How best to find the offending disk?

Status
Not open for further replies.

Ytsejamer1

Dabbler
Joined
May 28, 2013
Messages
28
Hello all!

I've been building and rebuilding my SunFire x4500 (16GB ECC Ram) with 48 disks (two are 128GB ssds currently not used in my pool and one is a 256gb ssd cache disk, used in the pool) on 9.2.0 x64. Everything was running great until the scrub kicked in and then the system just puked.

I'm guessing it ran across a potentially faulty disk but would think the entire system shouldn't go offline. When I rebooted the system, it did come back. Pool looked clean.

I ran the smartctl -t short against all disks active in the pool. Two came back with SMART errors...ada30 and 37.

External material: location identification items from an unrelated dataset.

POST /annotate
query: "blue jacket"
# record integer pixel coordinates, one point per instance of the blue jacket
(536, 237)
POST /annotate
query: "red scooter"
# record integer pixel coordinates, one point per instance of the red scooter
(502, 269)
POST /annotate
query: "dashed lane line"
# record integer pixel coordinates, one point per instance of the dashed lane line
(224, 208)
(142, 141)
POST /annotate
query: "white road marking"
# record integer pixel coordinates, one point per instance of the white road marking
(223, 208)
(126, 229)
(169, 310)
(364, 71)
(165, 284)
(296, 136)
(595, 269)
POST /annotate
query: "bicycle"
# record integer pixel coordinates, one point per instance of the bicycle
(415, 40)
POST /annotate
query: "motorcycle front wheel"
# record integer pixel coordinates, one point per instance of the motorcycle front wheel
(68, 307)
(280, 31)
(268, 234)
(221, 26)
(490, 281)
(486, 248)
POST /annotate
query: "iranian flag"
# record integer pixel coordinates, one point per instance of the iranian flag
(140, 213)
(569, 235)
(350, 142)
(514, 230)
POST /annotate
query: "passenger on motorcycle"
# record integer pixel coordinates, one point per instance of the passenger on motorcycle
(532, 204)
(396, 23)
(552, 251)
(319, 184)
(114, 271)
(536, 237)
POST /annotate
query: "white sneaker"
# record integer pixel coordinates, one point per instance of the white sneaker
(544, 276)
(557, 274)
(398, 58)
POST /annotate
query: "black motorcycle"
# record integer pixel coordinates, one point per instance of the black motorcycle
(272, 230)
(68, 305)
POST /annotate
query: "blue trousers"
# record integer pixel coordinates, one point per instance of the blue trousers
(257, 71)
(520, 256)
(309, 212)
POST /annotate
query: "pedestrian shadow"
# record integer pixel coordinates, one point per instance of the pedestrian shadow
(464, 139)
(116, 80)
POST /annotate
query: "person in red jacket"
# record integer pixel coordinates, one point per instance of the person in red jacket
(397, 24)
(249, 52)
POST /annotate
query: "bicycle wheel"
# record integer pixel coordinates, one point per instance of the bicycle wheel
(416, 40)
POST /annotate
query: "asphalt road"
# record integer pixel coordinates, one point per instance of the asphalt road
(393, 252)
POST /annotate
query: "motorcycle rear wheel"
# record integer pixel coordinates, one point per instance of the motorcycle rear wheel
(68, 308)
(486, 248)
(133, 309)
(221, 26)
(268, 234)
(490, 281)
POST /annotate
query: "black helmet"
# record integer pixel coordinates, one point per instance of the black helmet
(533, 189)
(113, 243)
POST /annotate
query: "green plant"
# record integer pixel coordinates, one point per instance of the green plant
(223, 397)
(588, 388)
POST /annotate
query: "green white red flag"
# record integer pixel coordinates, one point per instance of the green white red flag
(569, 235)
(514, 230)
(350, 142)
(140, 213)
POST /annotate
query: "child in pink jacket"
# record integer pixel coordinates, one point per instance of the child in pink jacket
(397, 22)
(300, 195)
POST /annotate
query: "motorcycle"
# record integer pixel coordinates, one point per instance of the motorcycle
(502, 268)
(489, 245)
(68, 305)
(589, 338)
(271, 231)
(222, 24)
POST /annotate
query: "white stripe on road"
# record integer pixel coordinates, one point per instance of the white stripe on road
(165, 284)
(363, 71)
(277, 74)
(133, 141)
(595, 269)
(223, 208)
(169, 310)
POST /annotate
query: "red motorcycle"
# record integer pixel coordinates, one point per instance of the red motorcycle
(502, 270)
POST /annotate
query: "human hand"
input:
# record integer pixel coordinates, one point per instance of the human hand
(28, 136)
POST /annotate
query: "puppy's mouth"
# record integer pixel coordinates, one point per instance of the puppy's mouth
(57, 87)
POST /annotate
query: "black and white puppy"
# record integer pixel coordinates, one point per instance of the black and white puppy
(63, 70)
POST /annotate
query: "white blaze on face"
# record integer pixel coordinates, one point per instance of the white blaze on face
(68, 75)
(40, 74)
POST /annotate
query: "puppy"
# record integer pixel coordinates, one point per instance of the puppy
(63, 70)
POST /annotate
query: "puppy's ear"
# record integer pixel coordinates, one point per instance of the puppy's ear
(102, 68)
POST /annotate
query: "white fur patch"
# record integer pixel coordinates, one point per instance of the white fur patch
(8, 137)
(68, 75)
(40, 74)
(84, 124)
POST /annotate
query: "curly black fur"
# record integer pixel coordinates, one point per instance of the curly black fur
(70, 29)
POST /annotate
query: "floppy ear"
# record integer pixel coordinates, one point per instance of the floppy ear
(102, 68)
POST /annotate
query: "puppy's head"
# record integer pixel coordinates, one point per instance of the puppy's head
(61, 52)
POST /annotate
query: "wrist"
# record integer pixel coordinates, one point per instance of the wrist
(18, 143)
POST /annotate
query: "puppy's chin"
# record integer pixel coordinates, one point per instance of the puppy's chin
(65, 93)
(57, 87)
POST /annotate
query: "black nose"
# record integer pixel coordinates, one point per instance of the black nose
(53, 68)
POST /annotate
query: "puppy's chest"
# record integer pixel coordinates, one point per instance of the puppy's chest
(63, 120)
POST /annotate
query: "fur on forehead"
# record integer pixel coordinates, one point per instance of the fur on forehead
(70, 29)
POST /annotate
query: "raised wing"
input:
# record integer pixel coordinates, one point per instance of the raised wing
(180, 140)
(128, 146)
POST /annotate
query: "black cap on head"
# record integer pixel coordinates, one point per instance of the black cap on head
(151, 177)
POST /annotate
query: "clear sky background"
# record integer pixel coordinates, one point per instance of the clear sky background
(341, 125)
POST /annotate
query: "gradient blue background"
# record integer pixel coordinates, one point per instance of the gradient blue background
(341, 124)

My question is... How the heck to find the disk? I remember oracle had a package that would identify the device and its position in the chassis (SUNWhd). I do have the SN, so theoretically, i could shut it down, open up the chassis and pull each drive one at a time to find it...and then replace the drives in question. Any other suggestions?
 

rm-r

Contributor
Joined
Jan 7, 2013
Messages
166
if you look in var/log/messages you can see the bootup sequence recoded and it will show the "adann" and then the type of disk and its serial number - then you would need to look at each physical disk.... i learnt this the hard way so now all disks are labelled on the outside edge so i can see without removing them!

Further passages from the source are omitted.